Joseph Megeath Rogers was born in Washington on Nov. 23, 1923. His family co-owned and operated the Wilkins-Rogers Milling Co. in Georgetown, a business begun with the establishment of flour mills in Virginia shortly after the Civil War. The company is now based in Ellicott City, Md.

Dr. Rogers graduated from Washington’s old Central High School just before the U.S. entry into World War II and from the University of Maryland’s medical school in 1947, having pursued a wartime accelerated medical-academic curriculum. He subsequently served in the Air Force.

As a businessman, his interests included not only the Wilkins-Rogers mills, but also the Loudoun County Milling Co. With a friend, Brett Phillips, he was a founder of the newspaper Leesburg Today in 1988.

He had been advised against investing in the start-up newspaper by Arthur W. Arundel, the owner of the rival Loudoun Times-Mirror. “You’ll lose your shirt,” Arundel warned. “Well, I’ve got lots of shirts,” Phillips quoted Dr. Rogers as saying.

As a conservationist, Dr. Rogers was instrumental in the creation of the Goose Creek Historic District, which includes several thousand acres of permanently preserved rural land, and he put more than 900 acres of his own property into preservation easements.

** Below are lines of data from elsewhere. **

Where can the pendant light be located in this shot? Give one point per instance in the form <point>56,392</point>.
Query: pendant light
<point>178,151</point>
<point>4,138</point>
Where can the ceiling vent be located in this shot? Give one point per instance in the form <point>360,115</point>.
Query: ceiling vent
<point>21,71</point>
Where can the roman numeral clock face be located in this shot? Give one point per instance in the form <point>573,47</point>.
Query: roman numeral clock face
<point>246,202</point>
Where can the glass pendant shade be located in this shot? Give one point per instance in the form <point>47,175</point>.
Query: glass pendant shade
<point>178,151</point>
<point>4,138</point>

Dr. Rogers was not given to public oratory or forceful speech, friends said. But he was passionate in his commitment to protect the rustic legacy of his home and region from encroachment by shopping malls, four-lane highways and subdivisions crammed with look-alike houses.

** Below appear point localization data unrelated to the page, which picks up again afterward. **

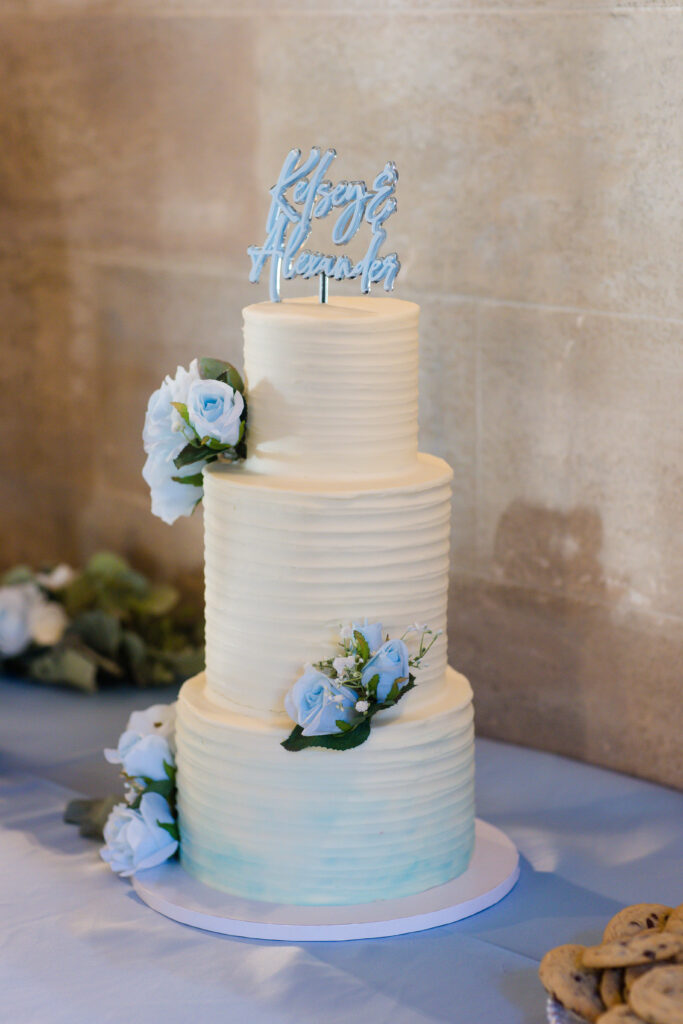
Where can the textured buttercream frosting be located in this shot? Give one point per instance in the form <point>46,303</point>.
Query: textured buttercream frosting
<point>333,518</point>
<point>288,564</point>
<point>391,817</point>
<point>333,388</point>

When advocating a conservation or natural preservation issue, his style was to invite one or two influential figures to his Hillbrook home for a quiet dinner at which he would listen to their views and then present his own thoughts. He always thanked his guests for coming.

“When you want to get your point across, you don’t do it by embarrassing other people,” Phillips quoted him as having said.

Until the final years of his life, Dr. Rogers was an energetic competitor in races and hunts. One of his favorite horses was King of Spades, a large, gangly gelding known for stamina and an unusual way of jumping, with his front legs crossed as he hurdled an obstacle.

Dr. Rogers rode King of Spades rodeo style, standing in the stirrups and leaning back to make the jumps easier. The horse died during the 1990s in a freak accident. He ran into a wood fence, and one of the rails pierced his heart. Newspapers published full obituaries. The bluegrass group Country Gentlemen wrote and sang a song about him. His remains were interred at Hillbrook.

Dr. Rogers’s first marriage, to Marilyn Patton, ended in divorce. In 1985, he married Donna Truslow.

Besides his wife, survivors include three children from his first marriage, Marilyn Renner of Hamilton, Joseph M. Rogers Jr. of Hamilton and Elizabeth Villeda of Kearneysville, W.Va.; two brothers, Samuel H. Rogers Jr. of Leesburg and Richard A. Rogers of Purcellville, Va.; and a granddaughter.

As a physician, Dr. Rogers did not have to be told that riding horses could be dangerous. He loved it, despite the cost in broken bones suffered in falls over the years. He broke his neck once in a particularly serious spill, and he was warned of the consequences should the injury occur again.

He put on a protective collar and got back on his horse.